Comforting stories, but stories nonetheless filled with magic and contradictions. For instance, we are told in the Bible that Adam and Eve were the first man and woman, the seeds of the human race. They had two sons. Think about that. Make sense? It’s an origin story and there are hundreds more like it from different cultures and parts of the world. Stories of a great flood predate the Bible. Noah and the ark? Forget about it. So does rejecting organized religion make me an atheist? Not really.

I think science is slowly leading us to the realization that there are other realities that exist beyond, or perhaps alongside, the one which we experience. Just think about the past 100 years and the new worlds we have discovered from black holes to DNA to subatomic particles to the recent confirmation of the Higgs Boson, the so-called God Particle. We’ve unlocked all of these previously mysterious worlds in a mere century of scientific research. Think what the next century will bring.
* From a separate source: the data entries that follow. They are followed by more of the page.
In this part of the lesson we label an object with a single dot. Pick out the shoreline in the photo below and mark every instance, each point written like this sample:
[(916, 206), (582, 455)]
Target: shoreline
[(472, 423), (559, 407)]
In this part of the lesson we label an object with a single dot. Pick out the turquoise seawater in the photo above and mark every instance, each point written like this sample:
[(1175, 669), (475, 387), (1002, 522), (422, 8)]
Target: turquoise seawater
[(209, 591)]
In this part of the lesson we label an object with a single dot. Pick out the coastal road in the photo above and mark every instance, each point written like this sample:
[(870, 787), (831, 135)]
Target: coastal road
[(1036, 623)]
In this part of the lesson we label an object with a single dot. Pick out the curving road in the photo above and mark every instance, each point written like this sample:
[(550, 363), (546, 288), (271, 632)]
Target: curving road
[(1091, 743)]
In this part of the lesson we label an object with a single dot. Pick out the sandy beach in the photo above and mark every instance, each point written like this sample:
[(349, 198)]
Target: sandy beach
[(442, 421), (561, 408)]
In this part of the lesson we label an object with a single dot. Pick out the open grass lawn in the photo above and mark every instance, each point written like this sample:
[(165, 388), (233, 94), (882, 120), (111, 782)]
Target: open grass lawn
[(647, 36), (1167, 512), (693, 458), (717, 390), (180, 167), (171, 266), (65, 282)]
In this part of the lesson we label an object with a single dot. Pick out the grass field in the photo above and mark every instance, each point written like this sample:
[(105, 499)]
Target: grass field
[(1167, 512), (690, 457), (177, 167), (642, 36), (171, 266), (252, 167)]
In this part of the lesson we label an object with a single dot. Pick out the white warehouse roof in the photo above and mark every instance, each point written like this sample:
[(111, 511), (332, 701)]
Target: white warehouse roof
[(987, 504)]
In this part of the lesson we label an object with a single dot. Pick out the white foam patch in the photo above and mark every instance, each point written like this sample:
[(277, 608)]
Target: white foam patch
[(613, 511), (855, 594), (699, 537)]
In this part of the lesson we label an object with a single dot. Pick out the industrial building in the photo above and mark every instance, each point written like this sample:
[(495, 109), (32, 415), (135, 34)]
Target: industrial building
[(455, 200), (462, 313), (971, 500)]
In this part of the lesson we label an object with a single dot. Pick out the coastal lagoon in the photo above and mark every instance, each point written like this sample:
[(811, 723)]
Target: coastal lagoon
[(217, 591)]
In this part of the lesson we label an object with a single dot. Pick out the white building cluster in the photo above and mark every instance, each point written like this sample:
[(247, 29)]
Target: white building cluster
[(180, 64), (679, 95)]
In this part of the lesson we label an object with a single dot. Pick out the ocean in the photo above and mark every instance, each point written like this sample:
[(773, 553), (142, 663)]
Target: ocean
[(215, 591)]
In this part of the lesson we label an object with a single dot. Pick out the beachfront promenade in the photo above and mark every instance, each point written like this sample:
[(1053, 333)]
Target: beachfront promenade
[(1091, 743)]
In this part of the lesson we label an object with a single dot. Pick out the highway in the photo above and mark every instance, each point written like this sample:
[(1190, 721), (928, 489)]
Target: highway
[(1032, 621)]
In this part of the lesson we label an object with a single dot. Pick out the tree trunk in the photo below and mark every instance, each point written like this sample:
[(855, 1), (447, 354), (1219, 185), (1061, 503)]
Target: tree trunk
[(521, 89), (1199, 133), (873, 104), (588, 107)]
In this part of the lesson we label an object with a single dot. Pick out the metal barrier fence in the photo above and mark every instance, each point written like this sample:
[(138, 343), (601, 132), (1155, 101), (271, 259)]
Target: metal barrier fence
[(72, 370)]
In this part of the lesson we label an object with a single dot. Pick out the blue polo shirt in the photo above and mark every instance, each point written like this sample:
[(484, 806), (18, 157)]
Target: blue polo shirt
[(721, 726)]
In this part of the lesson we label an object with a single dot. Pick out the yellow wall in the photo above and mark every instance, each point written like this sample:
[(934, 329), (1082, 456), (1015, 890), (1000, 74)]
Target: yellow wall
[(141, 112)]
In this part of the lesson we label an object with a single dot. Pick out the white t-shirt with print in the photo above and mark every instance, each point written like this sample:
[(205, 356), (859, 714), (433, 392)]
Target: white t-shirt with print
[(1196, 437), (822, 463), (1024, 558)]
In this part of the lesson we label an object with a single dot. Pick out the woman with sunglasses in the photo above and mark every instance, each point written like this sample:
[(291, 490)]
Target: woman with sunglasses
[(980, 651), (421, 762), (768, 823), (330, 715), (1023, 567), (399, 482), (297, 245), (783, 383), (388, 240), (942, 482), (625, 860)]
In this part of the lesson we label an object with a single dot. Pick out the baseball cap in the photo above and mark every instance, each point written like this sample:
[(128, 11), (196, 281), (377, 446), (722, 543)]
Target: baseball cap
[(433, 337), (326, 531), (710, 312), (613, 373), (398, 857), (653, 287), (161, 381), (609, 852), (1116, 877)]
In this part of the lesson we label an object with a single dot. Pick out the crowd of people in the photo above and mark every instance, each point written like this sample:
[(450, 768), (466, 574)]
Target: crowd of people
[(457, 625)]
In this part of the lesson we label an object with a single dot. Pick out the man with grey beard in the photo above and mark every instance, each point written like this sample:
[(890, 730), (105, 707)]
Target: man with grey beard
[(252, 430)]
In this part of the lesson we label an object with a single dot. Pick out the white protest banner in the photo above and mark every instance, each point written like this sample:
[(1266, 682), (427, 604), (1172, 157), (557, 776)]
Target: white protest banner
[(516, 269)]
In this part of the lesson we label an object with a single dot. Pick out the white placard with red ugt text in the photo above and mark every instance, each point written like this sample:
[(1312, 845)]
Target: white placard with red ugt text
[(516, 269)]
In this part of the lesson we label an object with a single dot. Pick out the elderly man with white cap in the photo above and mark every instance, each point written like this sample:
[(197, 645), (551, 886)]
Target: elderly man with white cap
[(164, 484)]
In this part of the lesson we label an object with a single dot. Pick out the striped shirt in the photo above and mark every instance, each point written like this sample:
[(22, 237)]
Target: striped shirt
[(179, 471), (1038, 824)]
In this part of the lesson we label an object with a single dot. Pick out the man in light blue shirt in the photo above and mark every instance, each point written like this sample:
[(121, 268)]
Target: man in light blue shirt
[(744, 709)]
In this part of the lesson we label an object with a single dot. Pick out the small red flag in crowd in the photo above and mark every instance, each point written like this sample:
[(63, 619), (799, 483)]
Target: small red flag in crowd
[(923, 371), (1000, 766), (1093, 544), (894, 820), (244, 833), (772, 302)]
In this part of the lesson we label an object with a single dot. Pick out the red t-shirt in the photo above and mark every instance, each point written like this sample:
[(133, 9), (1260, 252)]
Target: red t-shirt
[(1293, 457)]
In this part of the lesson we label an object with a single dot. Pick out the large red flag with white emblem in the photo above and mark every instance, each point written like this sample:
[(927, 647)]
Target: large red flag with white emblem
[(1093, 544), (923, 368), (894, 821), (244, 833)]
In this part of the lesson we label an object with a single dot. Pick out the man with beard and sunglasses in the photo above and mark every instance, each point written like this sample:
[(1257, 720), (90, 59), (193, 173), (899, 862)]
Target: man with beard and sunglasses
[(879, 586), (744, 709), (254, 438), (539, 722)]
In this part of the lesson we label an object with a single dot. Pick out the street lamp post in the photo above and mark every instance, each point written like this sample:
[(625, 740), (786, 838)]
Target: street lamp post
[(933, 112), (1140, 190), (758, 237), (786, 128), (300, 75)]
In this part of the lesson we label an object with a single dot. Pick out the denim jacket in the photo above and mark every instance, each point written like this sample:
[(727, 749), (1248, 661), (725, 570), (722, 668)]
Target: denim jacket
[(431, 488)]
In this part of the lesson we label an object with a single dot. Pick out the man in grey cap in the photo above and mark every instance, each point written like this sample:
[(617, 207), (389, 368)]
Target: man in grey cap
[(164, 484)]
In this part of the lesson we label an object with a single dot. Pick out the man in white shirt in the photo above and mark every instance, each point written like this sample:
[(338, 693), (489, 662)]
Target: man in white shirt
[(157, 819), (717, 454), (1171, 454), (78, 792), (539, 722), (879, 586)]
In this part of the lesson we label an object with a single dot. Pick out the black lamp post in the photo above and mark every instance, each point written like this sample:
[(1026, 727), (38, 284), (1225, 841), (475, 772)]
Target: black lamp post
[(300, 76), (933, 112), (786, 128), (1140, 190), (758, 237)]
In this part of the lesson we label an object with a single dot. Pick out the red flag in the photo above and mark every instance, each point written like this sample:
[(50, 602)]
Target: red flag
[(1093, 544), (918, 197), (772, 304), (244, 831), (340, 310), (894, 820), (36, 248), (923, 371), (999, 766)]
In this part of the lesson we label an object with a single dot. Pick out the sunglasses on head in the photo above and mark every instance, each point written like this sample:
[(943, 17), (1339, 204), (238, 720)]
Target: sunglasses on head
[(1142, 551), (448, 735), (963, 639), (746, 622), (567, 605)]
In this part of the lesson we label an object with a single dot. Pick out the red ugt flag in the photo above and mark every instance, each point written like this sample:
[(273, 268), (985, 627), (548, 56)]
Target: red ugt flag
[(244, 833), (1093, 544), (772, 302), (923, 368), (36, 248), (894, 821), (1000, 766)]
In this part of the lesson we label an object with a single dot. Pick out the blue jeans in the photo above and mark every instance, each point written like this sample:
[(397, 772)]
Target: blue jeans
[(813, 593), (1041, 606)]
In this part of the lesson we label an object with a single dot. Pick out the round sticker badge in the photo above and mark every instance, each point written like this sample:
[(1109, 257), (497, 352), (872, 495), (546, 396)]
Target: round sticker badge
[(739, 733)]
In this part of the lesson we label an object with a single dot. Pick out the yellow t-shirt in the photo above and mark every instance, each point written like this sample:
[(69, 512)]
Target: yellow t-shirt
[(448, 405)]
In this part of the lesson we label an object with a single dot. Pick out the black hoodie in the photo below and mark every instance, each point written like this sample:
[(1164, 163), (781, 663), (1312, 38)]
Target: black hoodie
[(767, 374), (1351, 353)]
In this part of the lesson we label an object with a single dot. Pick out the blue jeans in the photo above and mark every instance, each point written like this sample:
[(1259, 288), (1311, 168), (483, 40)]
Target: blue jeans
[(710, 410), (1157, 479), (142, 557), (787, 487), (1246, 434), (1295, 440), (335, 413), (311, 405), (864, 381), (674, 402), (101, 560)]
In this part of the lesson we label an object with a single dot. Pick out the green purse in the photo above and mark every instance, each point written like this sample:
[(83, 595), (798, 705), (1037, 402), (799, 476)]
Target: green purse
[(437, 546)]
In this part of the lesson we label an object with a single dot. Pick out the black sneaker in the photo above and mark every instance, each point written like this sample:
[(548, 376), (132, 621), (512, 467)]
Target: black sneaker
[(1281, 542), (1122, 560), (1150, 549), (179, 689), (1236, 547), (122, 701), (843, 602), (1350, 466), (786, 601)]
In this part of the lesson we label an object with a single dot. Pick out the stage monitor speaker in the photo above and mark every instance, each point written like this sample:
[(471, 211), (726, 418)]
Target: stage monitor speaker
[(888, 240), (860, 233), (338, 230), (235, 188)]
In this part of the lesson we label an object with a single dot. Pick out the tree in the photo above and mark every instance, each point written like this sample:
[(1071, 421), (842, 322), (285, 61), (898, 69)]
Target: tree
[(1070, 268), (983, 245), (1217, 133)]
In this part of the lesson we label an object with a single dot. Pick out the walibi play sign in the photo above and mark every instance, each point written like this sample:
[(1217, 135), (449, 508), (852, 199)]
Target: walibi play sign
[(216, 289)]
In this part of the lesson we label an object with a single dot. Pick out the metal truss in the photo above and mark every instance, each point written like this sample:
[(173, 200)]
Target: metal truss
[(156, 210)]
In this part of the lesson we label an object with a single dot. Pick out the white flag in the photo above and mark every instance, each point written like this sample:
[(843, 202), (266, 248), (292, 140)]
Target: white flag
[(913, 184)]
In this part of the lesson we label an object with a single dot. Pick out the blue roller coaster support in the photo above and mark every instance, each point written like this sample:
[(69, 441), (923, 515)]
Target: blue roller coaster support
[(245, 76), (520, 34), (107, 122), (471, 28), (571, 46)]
What animates living things? Some call it a soul or spirit, but I call it energy. We exist in an animated form for 70 or 80 years and then we die, our physical bodies wear out, entropy, and our energy leaves our corporal being. The promising part of this scenario is that science tells us that energy cannot be created or destroyed, but only take another form, so the energy that animates us when we are alive is not destroyed when we die, but merely takes another form. It’s possible that our energy simply dissipates into the universe, but it is also possible it exists in another reality. Based on the trajectory of scientific discoveries, I think we will someday come to the realization that our reality is only one of many that exist in time and space.

Ironically, science is taking me beyond atheism. I don’t make any claims to know what exists beyond our own reality—no streets paved with gold or 72 virgins at my beck and call, and I think at this point it is unknowable, but I am growing convinced that our energy, that thing which animates us, exists beyond our physical death in some state. It doesn’t seem implausible to me anymore, but then, that exit sign is closer today than it was yesterday.